I love routine. I’ve created a few rituals before I start my day, in order to promote creativity and to help me to feel calm. I love my life and my family and I wouldn’t want things to change much (just the income part). So when I got sick, I just threw the routine out of the window. I abandoned everything and just looked after myself and the kids. I made recovery a priority, much like the past few years.

I actually found it quite liberating. I felt a little more free and I’ve been shaking things up ever since. This idea of making a deck of cards to accompany my book, has emerged from a few sources and I had abandoned it previously. I recently got advice to resurrect the cards. It has given me something to work on while I wait for my book to be ready. It is an opportunity to be creative and to make something that I can sell to earn income.


It’s so great to have direction and to feel excited about something. This morning, I simply could not wait to get to work in my sanctuary. I could not wait to put my ideas down and to figure out how I’m going to bring them to the world. This is how I think work should feel. I didn’t want to come inside last night and cook dinner – I just wanted to keep working on the cards.

As nasty as that flu was, it helped me in a way. I am completely relishing being back at yoga and am super grateful for the ability to exercise. I really missed that when I was very ill. The routine shake up probably created a shift for me and helped me to find direction towards something greatly rewarding.

What could you do to shake things up in your life and break thorugh blocks? Are there ways you could bring more joy into your life that you are not acting on?

Surrender and Acceptance

The concept of acceptance keeps coming up for me. I’m reading Byron Katie’s Loving What Is to learn about greater acceptance and the unhappiness that comes from wishing for things and people to be different.


My experience of burnout and the years I have spent recovering have taught me a lot. One of the things I have learnt is to surrender. I am an A-type personality who has spent my life people-pleasing, worrying about what others think of me and fighting to affect the changes I’d like to see. And I have been unhappy for most of my working life. Certainly, there were very happy times and I have great memories of the experience and the people from my corporate past.

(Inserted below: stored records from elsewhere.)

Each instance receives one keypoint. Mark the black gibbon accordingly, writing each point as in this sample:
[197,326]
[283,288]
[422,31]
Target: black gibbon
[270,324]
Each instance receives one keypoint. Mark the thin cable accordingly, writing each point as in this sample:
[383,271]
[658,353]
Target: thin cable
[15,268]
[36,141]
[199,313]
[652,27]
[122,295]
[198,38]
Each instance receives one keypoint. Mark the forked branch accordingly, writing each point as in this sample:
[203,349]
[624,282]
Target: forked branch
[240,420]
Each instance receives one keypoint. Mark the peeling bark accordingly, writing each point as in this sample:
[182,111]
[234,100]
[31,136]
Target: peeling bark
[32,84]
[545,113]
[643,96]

But the things that made me unhappy were bureaucratic hurdles, lack of support and strong leadership, unkind behaviors in the interest of furthering careers etc. My corporate life and that of a business owner were not that different. Although as an owner, I got to make all the decisions, I still encountered toxic people, resistance, sabotage and poor performance. So much struggle and frustration led to a great deal of unhappiness in those years.

The past two and a half years recovering, however, feel very different. There was still a great deal of frustration with the length of time it takes to recover and the inability to achieve goals. But I also found a lot more joy. I focused my attention on recovery and that meant that I intentionally found flow. I also include things in my day that contribute to happiness such as creative pursuits.


I learnt to surrender into the time it would take for me to be well enough to work. I learnt to accept that it would be years before I could earn income. That was difficult and it took a long time but it was part of my learning. My view is that as long as I’m aligned with my calling (which I’m sure I am), and I’m showing up to do what I can everyday, then I’m doing well.

I also had to learn self-compassion. I had to stop being so hard on myself and to learn to love and accept myself. I cut myself a considerable amount of slack and just tackled what I could each day. Some setbacks meant that I did very little with my day. And other times, I made great strides on my book, speeches or other networking opportunities. As long as I stay on track and I do my best, the rest will fall into place at the right time.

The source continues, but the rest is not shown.